May week at CambridgeMay Week at Cambridge
The most interesting and bizarre time of the year in which to visit Cambridge is during May Week. This is neither in May, nor a week. For some reason, which nobody now remembers, May week is the name given to the first two weeks in June, at the very end of the University year.
The paradox is pleasantly quaint, but is also in a way apt. May Week denotes not so much a particular period of time as the general atmosphere of relaxation and unwinding at the end of the year’s work. It starts for each undergraduate when he finishes his examinations and it continues until he ‘goes down’ at the end of the term.
Everything as far as possible has to happen in the open air: parties, picnics on punts, concerts and plays. May Week seems almost like a celebration of the coming of spring till then ignored in favour of sterner matters like examinations and this spirit of release seems to take over the entire town.
People gravitate towards the river and on to the Backs which are the broad lawns and graceful landscaped gardens behind those colleges which stand next to the river Queens, King’s, Clare, Trinity Hall, Trinity and St.
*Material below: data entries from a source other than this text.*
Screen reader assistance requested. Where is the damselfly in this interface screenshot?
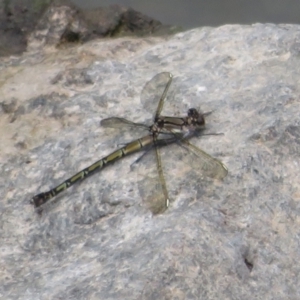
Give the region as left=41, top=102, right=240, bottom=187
left=31, top=72, right=227, bottom=213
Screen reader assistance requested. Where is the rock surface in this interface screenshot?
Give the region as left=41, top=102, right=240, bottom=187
left=0, top=24, right=300, bottom=299
left=0, top=0, right=175, bottom=56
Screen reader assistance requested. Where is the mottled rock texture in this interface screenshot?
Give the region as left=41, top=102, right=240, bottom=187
left=0, top=24, right=300, bottom=300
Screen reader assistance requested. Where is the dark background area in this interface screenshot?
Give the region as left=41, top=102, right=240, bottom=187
left=72, top=0, right=300, bottom=29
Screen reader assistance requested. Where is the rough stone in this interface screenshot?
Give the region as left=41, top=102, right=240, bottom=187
left=0, top=24, right=300, bottom=299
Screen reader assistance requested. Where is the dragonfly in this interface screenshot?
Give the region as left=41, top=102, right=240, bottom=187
left=31, top=72, right=228, bottom=214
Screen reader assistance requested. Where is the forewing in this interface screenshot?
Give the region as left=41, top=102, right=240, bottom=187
left=132, top=146, right=169, bottom=214
left=177, top=139, right=228, bottom=179
left=100, top=117, right=149, bottom=139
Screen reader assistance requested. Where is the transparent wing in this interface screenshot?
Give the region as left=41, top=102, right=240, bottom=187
left=141, top=72, right=173, bottom=117
left=100, top=117, right=149, bottom=141
left=133, top=146, right=169, bottom=214
left=100, top=117, right=148, bottom=130
left=174, top=139, right=228, bottom=179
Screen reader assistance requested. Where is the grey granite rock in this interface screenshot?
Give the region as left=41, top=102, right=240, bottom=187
left=0, top=24, right=300, bottom=300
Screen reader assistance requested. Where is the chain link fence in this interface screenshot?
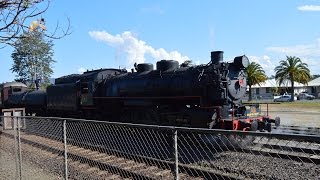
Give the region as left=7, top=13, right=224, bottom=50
left=0, top=117, right=320, bottom=179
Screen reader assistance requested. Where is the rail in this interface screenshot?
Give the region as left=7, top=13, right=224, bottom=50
left=0, top=116, right=320, bottom=179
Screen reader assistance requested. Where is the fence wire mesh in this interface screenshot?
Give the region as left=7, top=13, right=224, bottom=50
left=0, top=117, right=320, bottom=179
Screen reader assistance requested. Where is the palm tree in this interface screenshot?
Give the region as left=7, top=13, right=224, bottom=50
left=245, top=62, right=268, bottom=101
left=274, top=56, right=311, bottom=101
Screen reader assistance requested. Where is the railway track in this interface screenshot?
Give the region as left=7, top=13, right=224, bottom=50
left=2, top=130, right=239, bottom=179
left=242, top=138, right=320, bottom=164
left=272, top=125, right=320, bottom=136
left=2, top=121, right=320, bottom=179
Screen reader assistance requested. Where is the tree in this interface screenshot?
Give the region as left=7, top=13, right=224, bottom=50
left=274, top=56, right=311, bottom=101
left=0, top=0, right=70, bottom=46
left=245, top=62, right=268, bottom=101
left=10, top=32, right=55, bottom=87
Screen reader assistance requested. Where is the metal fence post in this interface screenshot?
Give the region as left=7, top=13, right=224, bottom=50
left=63, top=120, right=68, bottom=180
left=11, top=116, right=22, bottom=179
left=173, top=129, right=179, bottom=180
left=17, top=117, right=22, bottom=179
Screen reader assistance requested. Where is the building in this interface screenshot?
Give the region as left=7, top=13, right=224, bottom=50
left=307, top=77, right=320, bottom=98
left=251, top=79, right=308, bottom=99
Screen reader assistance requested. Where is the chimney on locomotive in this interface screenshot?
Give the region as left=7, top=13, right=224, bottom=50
left=211, top=51, right=223, bottom=64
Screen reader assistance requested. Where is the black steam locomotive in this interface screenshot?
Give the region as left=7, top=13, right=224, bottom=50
left=2, top=51, right=275, bottom=130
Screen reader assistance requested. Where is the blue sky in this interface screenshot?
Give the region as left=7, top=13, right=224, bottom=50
left=0, top=0, right=320, bottom=82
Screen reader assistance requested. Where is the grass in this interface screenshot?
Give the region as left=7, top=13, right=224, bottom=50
left=244, top=100, right=320, bottom=112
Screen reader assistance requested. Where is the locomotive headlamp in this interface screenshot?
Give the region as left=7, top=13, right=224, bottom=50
left=233, top=55, right=250, bottom=68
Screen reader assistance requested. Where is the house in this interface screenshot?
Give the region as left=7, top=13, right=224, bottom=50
left=251, top=79, right=307, bottom=99
left=307, top=77, right=320, bottom=98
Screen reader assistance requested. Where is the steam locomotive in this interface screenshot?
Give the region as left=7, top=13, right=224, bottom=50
left=0, top=51, right=279, bottom=131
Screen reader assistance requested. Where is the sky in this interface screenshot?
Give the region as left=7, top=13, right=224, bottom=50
left=0, top=0, right=320, bottom=82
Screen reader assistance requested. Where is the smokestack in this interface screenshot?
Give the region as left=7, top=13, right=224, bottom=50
left=211, top=51, right=223, bottom=64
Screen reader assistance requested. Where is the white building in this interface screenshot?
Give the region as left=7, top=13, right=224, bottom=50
left=307, top=77, right=320, bottom=98
left=251, top=79, right=308, bottom=99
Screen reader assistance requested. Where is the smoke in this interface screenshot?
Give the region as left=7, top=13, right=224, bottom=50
left=89, top=31, right=189, bottom=67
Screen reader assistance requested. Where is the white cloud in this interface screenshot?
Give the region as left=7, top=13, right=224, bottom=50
left=248, top=55, right=276, bottom=76
left=78, top=67, right=86, bottom=74
left=297, top=5, right=320, bottom=11
left=140, top=5, right=165, bottom=15
left=89, top=31, right=189, bottom=67
left=266, top=39, right=320, bottom=57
John’s. The river banks are lined with strollers and spectators and there is a steady procession of punts up and down the Cam, some drifting slowly and lazily, others poled by energetic young men determined to show off their skill.
Meanwhile the colleges are preparing feverishly for the various events in which May Week culminates; the most important of these are the May Balls, for which some girls plot years in advance to get invitations and the May Races.
Rowing plays a very important part in Cambridge life, and no less then 128 crews of eight compete in the ‘Mays’, which are rowed over the period of four days.
Music and drama also have a part to play in the festivities. Nearly every college in the University (and there are over twenty of them) holds a May Week Concert; at Trinity for example, there is a concert of Madrigals at which the performers and most of the audience sit in punts at dusk beneath the willows. Many of the colleges present a play in the open air. At Corpus Christy College the setting is the medieval courtyard in which Christopher Marlowe lived over 400 years ago at Queens, a Tudor Court.